The James Webb Telescope captured a dramatic image of a newborn star

A new image of the Herbig-Haro object captured by the James Webb Space Telescope shows a dramatic outflow from a young star. These luminous flares are created when stellar winds rush in the opposite direction of a newborn star, as jets of gas hit nearby dust and gas at incredible speeds. These objects can be very large, up to several light years across, and they shine brightly in the infrared wavelengths at which James Webb operates.

This image shows the Herbig-Haro object HH ​​797, which is located close to the star cluster IC 348, and also close to another Herbig-Haro object captured by Webb recently: HH 211.

The NASA/European Space Agency/Canadian Space Agency’s James Webb Space Telescope reveals intricate details of the object Herbig Haro 797 (HH 797). Herbig-Haro objects are luminous regions around newborn stars (known as protostars), and are formed when stellar winds or jets of gas ejected from these newborn stars form shock waves that collide with nearby gas and dust at high speeds.

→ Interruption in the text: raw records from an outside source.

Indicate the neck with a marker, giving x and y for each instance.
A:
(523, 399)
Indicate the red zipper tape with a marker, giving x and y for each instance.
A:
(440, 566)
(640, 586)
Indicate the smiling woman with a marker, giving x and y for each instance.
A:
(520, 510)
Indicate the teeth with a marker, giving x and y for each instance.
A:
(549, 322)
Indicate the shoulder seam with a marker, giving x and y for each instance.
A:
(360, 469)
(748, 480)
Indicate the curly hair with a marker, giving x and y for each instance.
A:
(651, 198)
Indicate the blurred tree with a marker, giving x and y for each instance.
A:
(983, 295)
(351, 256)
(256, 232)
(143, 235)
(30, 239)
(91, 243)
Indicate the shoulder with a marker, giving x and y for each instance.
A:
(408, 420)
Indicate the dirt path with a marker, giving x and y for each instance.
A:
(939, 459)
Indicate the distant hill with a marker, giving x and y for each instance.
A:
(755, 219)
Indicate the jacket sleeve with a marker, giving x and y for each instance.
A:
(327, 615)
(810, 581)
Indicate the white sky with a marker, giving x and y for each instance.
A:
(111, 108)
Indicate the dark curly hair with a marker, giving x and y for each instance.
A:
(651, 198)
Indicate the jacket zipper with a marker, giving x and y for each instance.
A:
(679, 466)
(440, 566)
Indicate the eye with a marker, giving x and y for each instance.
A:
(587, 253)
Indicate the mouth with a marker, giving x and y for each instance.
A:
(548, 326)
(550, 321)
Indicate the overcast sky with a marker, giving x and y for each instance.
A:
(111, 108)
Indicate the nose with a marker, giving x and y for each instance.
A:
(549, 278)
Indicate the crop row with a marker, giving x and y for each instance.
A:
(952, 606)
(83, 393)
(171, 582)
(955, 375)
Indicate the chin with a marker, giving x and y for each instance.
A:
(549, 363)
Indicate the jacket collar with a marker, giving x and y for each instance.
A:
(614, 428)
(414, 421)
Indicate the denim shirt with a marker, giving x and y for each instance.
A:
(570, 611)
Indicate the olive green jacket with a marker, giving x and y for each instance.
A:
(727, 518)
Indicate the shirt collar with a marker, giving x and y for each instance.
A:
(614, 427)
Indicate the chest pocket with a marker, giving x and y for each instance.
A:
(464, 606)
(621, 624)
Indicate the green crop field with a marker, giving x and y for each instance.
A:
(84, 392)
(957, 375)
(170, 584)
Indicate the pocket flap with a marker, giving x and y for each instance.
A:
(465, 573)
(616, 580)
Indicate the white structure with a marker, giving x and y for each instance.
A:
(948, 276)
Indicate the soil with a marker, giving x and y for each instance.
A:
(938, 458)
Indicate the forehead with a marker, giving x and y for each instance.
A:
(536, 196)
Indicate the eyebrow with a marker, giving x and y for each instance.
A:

ESA/Webb, NASA & CSA, T. Ray (Dublin Institute for Advanced Study)

The image was taken using Webb’s Near Infrared Camera (NIRCam) instrument, which is well suited to probing young stars, Webb scientists explained in a statement, : “Infrared imaging is a powerful way to study newborn stars and their outflows, because the youngest stars are still embedded in the gas and dust that formed them. Infrared emissions from the star’s outflow penetrate the obscuring gas and dust, making the Herbig-Haro object ideal for observations with Webb’s sensitive infrared instruments.

“Molecules excited by turbulent conditions, including hydrogen and carbon monoxide molecules, emit infrared light that Webb can collect to visualize the structure of the outflow. NIRCam is very good at observing hot (thousands of degrees Celsius) molecules excited by shocks.”

The Herbig-Haro object is unusual because scientists initially believed it was created from a single young star, like most similar objects. But these detailed observations reveal that there are actually two sets of outflows, originating from a pair of stars at the center.

In addition to the bright ripples of Herbig-Haro objects at the bottom of the image, it is also expected that there will be more new stars being born at the top of the image. The bright spots in shades of yellow and green are believed to be home to two young protostars.